Ecco le parole di Saraceno: "Questo è un modo per sonorizzare il modo in cui ci muoviamo sulla Terra o il movimento delle particelle nell’aria. Questo significa che se in questo momento dobbiamo muoverci più lentamente, il suono sarebbe diverso e le particelle si muoverebbero più lentamente. Questo significa solidarietà per tutte le persone in Italia, in Europa e nel mondo. Speriamo di diventare consapevoli delle nostre azioni, di come l’aria si muove oggi e di quanto il nostro movimento possa influenzare le cose, e anche di come possiamo limitare il movimento di alcune delle particelle che oggi sono diventate così dannose per molte persone sul pianeta Terra"

L’intervento di Saraceno, pur rimanendo fedele all’immagine dell’artista, è il più riflessivo. Non l’unico però, e neppure il primo.

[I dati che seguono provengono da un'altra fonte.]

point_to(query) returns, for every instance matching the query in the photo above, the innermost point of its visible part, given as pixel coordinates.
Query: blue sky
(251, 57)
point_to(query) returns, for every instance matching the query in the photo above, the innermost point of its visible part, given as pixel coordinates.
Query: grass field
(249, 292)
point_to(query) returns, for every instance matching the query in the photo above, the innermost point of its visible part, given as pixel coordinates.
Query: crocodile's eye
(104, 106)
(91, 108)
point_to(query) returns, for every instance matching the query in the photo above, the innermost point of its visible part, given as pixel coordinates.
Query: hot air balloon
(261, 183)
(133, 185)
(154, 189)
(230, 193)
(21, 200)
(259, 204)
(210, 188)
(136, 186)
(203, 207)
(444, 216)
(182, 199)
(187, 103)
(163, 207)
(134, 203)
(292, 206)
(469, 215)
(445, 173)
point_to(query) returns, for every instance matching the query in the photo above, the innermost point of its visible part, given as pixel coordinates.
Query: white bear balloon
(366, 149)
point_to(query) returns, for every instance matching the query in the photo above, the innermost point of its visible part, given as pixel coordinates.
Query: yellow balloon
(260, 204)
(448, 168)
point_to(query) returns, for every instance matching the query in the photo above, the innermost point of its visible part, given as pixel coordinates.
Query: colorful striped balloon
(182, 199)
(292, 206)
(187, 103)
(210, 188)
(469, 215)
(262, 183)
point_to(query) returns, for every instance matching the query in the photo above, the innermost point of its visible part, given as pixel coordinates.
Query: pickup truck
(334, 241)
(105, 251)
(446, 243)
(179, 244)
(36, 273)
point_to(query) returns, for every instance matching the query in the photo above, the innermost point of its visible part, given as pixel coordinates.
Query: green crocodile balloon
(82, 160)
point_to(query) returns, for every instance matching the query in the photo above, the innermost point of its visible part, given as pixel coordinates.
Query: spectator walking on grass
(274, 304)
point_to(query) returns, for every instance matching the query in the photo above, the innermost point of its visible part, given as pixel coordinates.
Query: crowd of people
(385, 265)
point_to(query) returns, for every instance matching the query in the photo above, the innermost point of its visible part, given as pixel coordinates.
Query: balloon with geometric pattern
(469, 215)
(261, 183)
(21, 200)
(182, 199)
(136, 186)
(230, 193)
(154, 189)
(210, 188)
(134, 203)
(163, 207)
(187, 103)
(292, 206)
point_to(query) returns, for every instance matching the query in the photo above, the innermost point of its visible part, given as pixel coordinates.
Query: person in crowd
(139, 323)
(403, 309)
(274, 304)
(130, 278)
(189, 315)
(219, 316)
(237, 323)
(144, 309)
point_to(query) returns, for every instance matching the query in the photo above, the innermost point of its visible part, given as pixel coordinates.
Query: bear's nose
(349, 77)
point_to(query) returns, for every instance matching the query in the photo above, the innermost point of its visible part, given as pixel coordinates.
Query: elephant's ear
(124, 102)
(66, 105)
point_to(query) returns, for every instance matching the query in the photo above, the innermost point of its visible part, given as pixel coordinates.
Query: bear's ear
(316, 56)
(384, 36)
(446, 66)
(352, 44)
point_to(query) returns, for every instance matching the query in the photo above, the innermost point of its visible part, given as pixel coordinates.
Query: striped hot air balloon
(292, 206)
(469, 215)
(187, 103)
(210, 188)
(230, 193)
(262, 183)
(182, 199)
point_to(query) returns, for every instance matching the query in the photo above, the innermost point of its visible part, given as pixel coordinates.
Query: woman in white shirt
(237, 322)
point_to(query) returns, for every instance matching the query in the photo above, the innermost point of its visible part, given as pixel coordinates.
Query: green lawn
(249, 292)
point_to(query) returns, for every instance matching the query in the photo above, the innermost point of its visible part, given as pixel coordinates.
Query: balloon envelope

A dare l’avvio a questo succedersi di lettere nella bottiglia lanciate nel mare della rete è stato il cinese Ai Weiwei che, dopo la frase infelice pubblicata sul suo profilo Instagram (“Il Coronavirus è come la pasta. I cinesi lo hanno inventato, ma gli italiani lo diffonderanno in tutto il mondo”) ha detto:

"La vita è una lotta e la vita è piena di cose inaspettate. Credo sia fondamentale in questo momento essere pienamente consapevoli della situazione che stiamo vivendo e assumere un atteggiamento positivo: stare a casa ma rimanere uniti. Grazie."

Anche Marina Abramović ha dato il suo contributo con un video messaggio molto carico dal punto di vista emotivo, pur se statico e formale nello stile delle immagini. Abramović d’altra parte ha un rapporto stretto con l’Italia sia professionale che personale, a cui tutt’ora la legano contatti, amicizie e ricordi.

Ha detto: "Questo è il mio messaggio per l’Italia e per gli italiani, che io amo profondamente. Sappiamo che questo è un momento di crisi e che il virus ormai è ovunque. Ma allo stesso tempo dobbiamo imparare una lezione da questi disastri. Gli italiani stanno dimostrando grande coraggio, un profondo senso di comunità e umanità. Dobbiamo combattere insieme. (...) Italia, ti amo. Il mio cuore è con voi."

Jeff Koons, che in autunno sarà protagonista dell’attesa mostra Jeff Koons. Shine di Palazzo Strozzi, si è espresso con il consueto stile impeccabile e vagamente distante (spesso questo suo modo di parlare è stato oggetto di critica per l’impossibilità dell’osservatore di cogliere la personalità e la sinceità dell’uomo che sta dietro il messaggio ma è un fatto che per lui sia peculiare). Koons da collezionista di opere d’epoca e conoscitore di Storia dell’Arte non ha mancato di sottolineare l’importanza dell’Italia nella cultura globale e il prestigio che godono alcuni suoi musei.

"L'Italia sta attraversando un momento davvero difficile, ma voi italiani avete una forza straordinaria. Siete in grado di affrontare il coronavirus e alla fine sarete in grado di sconfiggerlo.L'Italia è un paese straordinario. Come popolo avete affrontato tanti momenti difficili e sconfiggerete il virus. Culturalmente, tutto il mondo è davvero grato per tutto ciò che ci avete dato. Palazzo Strozzi e tutte le altre meravigliose istituzioni italiane saranno in grado di dare all'umanità una luce, una direzione in cui saremo in grado di trovare la nostra strada nel futuro. Quindi, grazie Italia per tutto il vostro contributo culturale. Palazzo Strozzi, grazie. Italia puoi farcela!"

Oltre ai video messaggi degli artisti lo spazio IN CONTATTO contiene dei bei testi d’approfondimento del direttore di Palazzo Strozzi Arturo Galasino e della storica dell’arte Ludovica Sebregondi. E naturalmente altri se ne aggiungeranno, fin quando, finalmente, il museo non potrà riaprire e tutti noi tornare alle nostre vite.